Joe Biden gave Donald Trump a gift earlier this month when he engaged the president of the United States in a verbal slugfest, saying that if the two men were in high school, he’d take Trump out back and teach him a lesson.
Biden was clearly kidding, speaking off-the-cuff about Trump’s alleged mistreatment of women. But Trump, never one to let an insult pass — and always eager to deflect attention from the chaos engulfing him — responded in kind.
Back and forth they went, hurling insults and behaving in the faux-masculine ways of teenagers staking out their corner of the parking lot, as though the future were secure and all that mattered were the size of one’s hands.
Meanwhile, in the grownup world, it was announced that two more key figures are leaving the White House: H.R. McMaster, national security adviser, and John Dowd, Trump’s top legal adviser in the Mueller investigation. And the president hired John Bolton — former United Nations ambassador and, perhaps more important to Trump, veteran Fox News commentator — to replace McMaster.
Early Friday morning, Congress passed a spending bill and sent it to Trump for his signature, just in time to forestall a government shutdown. Trump had said he would sign it but woke up that morning to tweet that he might veto the bill. By midday Friday, he signed it.
Meanwhile, former Playboy bunny Karen McDougal sat down with CNN’s Anderson Cooper to discuss her affair with Trump before he became president. McDougal is seeking liberation from a $150,000 exclusive agreement she had with American Media Inc., which owns the National Enquirer, for her story, which was paid for but never run — a “catch and kill” story, ostensibly so that the tabloid owner, a Trump buddy, could protect the reality star.

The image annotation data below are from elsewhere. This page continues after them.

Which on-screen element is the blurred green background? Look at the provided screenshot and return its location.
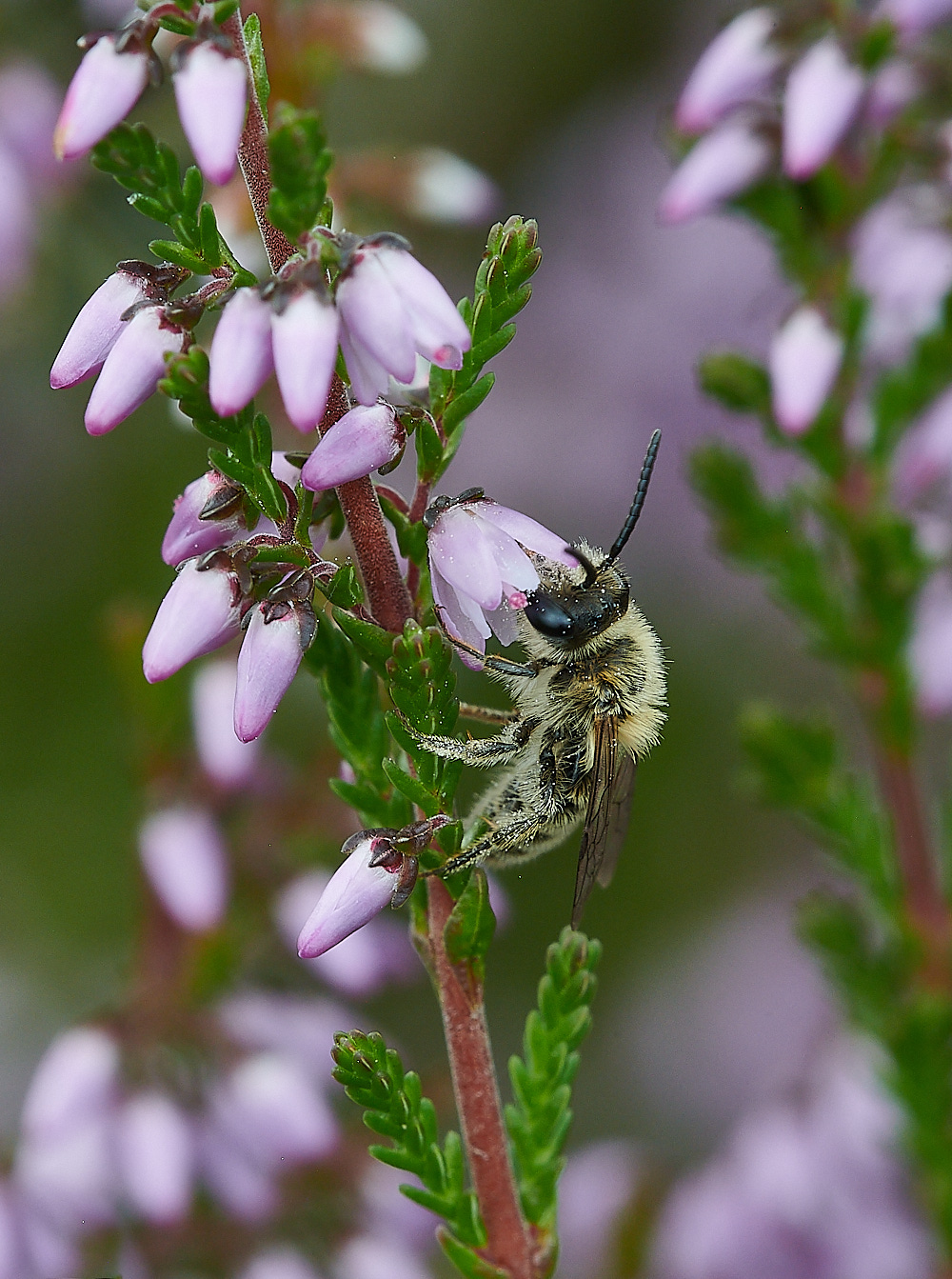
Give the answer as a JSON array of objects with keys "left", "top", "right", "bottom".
[{"left": 0, "top": 0, "right": 830, "bottom": 1159}]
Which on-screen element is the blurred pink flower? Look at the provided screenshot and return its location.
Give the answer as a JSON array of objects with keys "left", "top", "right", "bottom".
[
  {"left": 139, "top": 809, "right": 230, "bottom": 932},
  {"left": 658, "top": 120, "right": 773, "bottom": 223},
  {"left": 675, "top": 8, "right": 782, "bottom": 133},
  {"left": 769, "top": 307, "right": 843, "bottom": 435},
  {"left": 783, "top": 36, "right": 866, "bottom": 179}
]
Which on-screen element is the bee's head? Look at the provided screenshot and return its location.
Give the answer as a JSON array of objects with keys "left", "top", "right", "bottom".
[{"left": 524, "top": 431, "right": 661, "bottom": 649}]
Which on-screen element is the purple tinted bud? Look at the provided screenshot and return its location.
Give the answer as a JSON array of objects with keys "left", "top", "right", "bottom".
[
  {"left": 86, "top": 307, "right": 186, "bottom": 435},
  {"left": 271, "top": 290, "right": 339, "bottom": 431},
  {"left": 50, "top": 271, "right": 146, "bottom": 389},
  {"left": 675, "top": 9, "right": 782, "bottom": 133},
  {"left": 235, "top": 600, "right": 314, "bottom": 742},
  {"left": 783, "top": 36, "right": 866, "bottom": 179},
  {"left": 770, "top": 307, "right": 843, "bottom": 435},
  {"left": 866, "top": 57, "right": 922, "bottom": 130},
  {"left": 337, "top": 245, "right": 471, "bottom": 404},
  {"left": 300, "top": 404, "right": 398, "bottom": 492},
  {"left": 658, "top": 120, "right": 773, "bottom": 223},
  {"left": 208, "top": 290, "right": 275, "bottom": 417},
  {"left": 172, "top": 44, "right": 248, "bottom": 187},
  {"left": 238, "top": 1247, "right": 321, "bottom": 1279},
  {"left": 162, "top": 470, "right": 244, "bottom": 568},
  {"left": 22, "top": 1026, "right": 119, "bottom": 1140},
  {"left": 53, "top": 34, "right": 149, "bottom": 160},
  {"left": 142, "top": 560, "right": 242, "bottom": 685},
  {"left": 298, "top": 835, "right": 397, "bottom": 959},
  {"left": 429, "top": 499, "right": 578, "bottom": 670},
  {"left": 875, "top": 0, "right": 952, "bottom": 37},
  {"left": 116, "top": 1092, "right": 194, "bottom": 1226},
  {"left": 191, "top": 661, "right": 259, "bottom": 790},
  {"left": 139, "top": 809, "right": 228, "bottom": 932},
  {"left": 908, "top": 573, "right": 952, "bottom": 716}
]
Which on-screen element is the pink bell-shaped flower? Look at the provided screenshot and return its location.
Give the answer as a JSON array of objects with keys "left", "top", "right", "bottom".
[
  {"left": 172, "top": 42, "right": 248, "bottom": 187},
  {"left": 675, "top": 9, "right": 782, "bottom": 133},
  {"left": 86, "top": 307, "right": 187, "bottom": 435},
  {"left": 658, "top": 120, "right": 773, "bottom": 223},
  {"left": 142, "top": 559, "right": 243, "bottom": 685},
  {"left": 208, "top": 290, "right": 275, "bottom": 417},
  {"left": 783, "top": 36, "right": 866, "bottom": 180},
  {"left": 271, "top": 288, "right": 339, "bottom": 432},
  {"left": 50, "top": 269, "right": 147, "bottom": 390},
  {"left": 769, "top": 307, "right": 843, "bottom": 435},
  {"left": 298, "top": 831, "right": 400, "bottom": 959},
  {"left": 235, "top": 600, "right": 316, "bottom": 742},
  {"left": 139, "top": 809, "right": 228, "bottom": 932},
  {"left": 337, "top": 242, "right": 471, "bottom": 404},
  {"left": 429, "top": 497, "right": 578, "bottom": 670},
  {"left": 300, "top": 404, "right": 398, "bottom": 492},
  {"left": 116, "top": 1092, "right": 195, "bottom": 1227},
  {"left": 53, "top": 34, "right": 149, "bottom": 160}
]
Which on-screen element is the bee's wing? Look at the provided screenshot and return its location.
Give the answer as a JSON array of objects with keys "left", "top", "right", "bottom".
[{"left": 572, "top": 719, "right": 635, "bottom": 929}]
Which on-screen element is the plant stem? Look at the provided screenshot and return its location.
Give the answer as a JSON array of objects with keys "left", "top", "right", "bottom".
[
  {"left": 426, "top": 875, "right": 535, "bottom": 1279},
  {"left": 223, "top": 9, "right": 413, "bottom": 633}
]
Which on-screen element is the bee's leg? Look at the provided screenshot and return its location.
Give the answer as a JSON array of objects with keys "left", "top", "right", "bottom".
[
  {"left": 460, "top": 702, "right": 519, "bottom": 724},
  {"left": 400, "top": 715, "right": 535, "bottom": 769}
]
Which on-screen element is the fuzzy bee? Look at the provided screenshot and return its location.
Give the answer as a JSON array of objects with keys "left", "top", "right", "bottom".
[{"left": 407, "top": 431, "right": 665, "bottom": 926}]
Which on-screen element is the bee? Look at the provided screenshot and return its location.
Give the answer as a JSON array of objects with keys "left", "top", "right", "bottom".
[{"left": 407, "top": 431, "right": 665, "bottom": 928}]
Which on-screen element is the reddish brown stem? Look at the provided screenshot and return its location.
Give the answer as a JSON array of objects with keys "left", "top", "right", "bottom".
[
  {"left": 426, "top": 876, "right": 535, "bottom": 1279},
  {"left": 228, "top": 9, "right": 413, "bottom": 633}
]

In yet another breaking development, a third woman, Summer Zervos, got the green light from a New York Supreme Court judge to pursue a defamation suit against the president for referring to her — among a dozen or so others who’ve accused Trump of sexual misconduct — as a liar.
It would seem that we have reached not a tipping but a retching point.
In the midst of so many meanwhiles, the Mueller investigation slogs along, searching for clues into the Trump campaign’s possible collusion with Russian operatives who tried to influence U.S. elections. Into this mess entered reports of Facebook’s lack of vigilance in protecting personal information from the data-mining company Cambridge Analytica, which helped the Trump campaign target voters with ads aimed right at their sweet spots.
Sit back down, please. I know you need an adult beverage, but there’s more.
Still ahead is the planned meeting with North Korea, for which Trump apparently wanted Bolton on board. The hawkish Bolton, who previously has recommended pre-emptive strikes to de-nuclearize unpleasant nations, is hardly what you’d call a cool head. Reputed to share Trump’s my-way-or-you’re-dead-to-me approach to governance, Bolton also has recommended military action to achieve change in Iran.
By most accounts, Bolton doesn’t play well with others, though he and his mustache plainly have a special relationship.
To the despair expressed by those who learned something from our regime-change experiment in Iraq, one can only add tears, weeping for the loss of the few moderating voices who briefly surrounded the president. With the exception of Secretary of Defense James Mattis, who seems wisest in all ways, most others have abandoned ship, either through firing, resignation or gettin’ while the gettin’s good.
With so many battles on so many fronts, not to mention a possible tariff war and Thursday’s 700-plus-point market plunge, Trump still managed to find time to engage in a meaningless war of words, in the only combat theater this flat-footed deferred veteran has ever known.
Donald Trump — gladiator of earthly delights, hawker of shams and artist of lies — loves chaos, he has said. Well, then, he must be a very happy man. But one of these days, considering all of the above, something is going to blow up. Let’s hope it isn’t us.